If you think apps like Siri, which let you compose text messages using voice input, are a safe alternative to texting with your fingers then you’re probably mistaken. A recent study has found that using voice texting is far from a safe alternative.
The Texas A&M Transportation Institute conducted a test to compare voice texting with manual texting in a realistic driving environment. 43 participants were asked to drive one lap of a circuit without texting. They were then asked to complete the course three times or more while performing a series of texting exercises — one using Siri for the iPhone, one with Vlingo for Android and another using manual text input.
The researchers then measured the amount of time it took each driver to complete their texting and noted how long it took the drivers to respond to a light inside the car that was programmed to come on at random intervals.

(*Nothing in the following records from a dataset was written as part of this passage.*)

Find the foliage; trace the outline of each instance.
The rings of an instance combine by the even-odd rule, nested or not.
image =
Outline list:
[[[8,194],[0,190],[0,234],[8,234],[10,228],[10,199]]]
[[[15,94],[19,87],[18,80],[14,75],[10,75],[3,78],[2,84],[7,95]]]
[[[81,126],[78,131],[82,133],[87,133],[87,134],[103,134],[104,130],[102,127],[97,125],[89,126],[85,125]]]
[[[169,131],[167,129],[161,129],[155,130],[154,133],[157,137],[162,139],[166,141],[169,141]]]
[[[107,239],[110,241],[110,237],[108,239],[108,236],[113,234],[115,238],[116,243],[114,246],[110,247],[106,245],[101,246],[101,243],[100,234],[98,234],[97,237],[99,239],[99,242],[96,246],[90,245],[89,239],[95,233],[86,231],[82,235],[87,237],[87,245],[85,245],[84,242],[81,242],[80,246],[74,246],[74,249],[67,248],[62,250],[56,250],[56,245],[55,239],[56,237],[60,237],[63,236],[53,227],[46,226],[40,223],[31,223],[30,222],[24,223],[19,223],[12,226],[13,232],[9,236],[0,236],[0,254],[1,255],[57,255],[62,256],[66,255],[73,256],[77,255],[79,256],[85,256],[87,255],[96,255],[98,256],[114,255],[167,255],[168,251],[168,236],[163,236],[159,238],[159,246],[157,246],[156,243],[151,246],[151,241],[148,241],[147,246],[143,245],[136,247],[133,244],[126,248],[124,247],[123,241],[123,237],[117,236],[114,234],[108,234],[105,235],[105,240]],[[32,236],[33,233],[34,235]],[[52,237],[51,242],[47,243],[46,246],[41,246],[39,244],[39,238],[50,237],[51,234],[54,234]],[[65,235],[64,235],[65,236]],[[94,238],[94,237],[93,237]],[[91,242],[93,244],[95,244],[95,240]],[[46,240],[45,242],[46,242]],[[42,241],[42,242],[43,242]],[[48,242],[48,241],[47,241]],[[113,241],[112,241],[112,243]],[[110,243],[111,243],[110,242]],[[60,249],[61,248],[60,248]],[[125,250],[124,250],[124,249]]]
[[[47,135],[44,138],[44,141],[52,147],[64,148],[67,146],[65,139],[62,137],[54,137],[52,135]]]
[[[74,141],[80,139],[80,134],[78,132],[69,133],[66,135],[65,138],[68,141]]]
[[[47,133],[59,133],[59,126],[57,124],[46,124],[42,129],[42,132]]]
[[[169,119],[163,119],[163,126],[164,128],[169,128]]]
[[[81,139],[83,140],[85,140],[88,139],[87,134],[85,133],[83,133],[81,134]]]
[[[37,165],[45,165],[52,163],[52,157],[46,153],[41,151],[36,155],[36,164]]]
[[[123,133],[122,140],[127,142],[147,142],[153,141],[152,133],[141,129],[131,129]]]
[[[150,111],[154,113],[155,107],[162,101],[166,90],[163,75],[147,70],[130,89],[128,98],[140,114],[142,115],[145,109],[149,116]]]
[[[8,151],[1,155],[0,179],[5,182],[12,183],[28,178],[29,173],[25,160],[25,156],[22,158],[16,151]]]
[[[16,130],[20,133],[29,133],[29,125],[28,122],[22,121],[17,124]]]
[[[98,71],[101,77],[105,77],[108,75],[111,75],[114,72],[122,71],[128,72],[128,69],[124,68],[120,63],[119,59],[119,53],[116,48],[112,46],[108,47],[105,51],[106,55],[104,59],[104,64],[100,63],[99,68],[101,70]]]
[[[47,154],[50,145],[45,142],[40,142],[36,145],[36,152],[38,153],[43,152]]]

The study found there was little, if any, difference between voice and manual texting. If anything, manual texting was found to be the faster method, though both voice and manual texting were found to affect driver performance to the same degree.
Worryingly, no matter how they texted, drivers’ eyes were found to be focussed on the road far less often than when not texting at all. Both voice and manual input methods were found to affect drivers’ reaction times, with those taking part in the study taking twice as long to react to the dashboard light.
Christine Yager, associate transportation researcher at Texas A&M Transportation Institute, explained the dangers: “If a driver who is texting is watching the road less often and their reaction times are slower, then that driver is less able to respond to a sudden roadway danger like a swerving vehicle or a pedestrian in the street.”
Of the two texting methods, drivers admitted they felt safer using voice-to-text even though it affected their driving performance in much the same way.
The results could, of course, be skewed by the fact voice input methods are usually quite inaccurate, particularly if you speak anything but BBC English, and especially if the cabin of your car generates quite a bit of background noise
But you shouldn’t need a study to tell you that, when driving, you’re better off avoiding doing anything isn’t turning the wheel or using the pedals. If you do need to send a message, pull over or wait until you get to your destination, or there could be fatal consequences.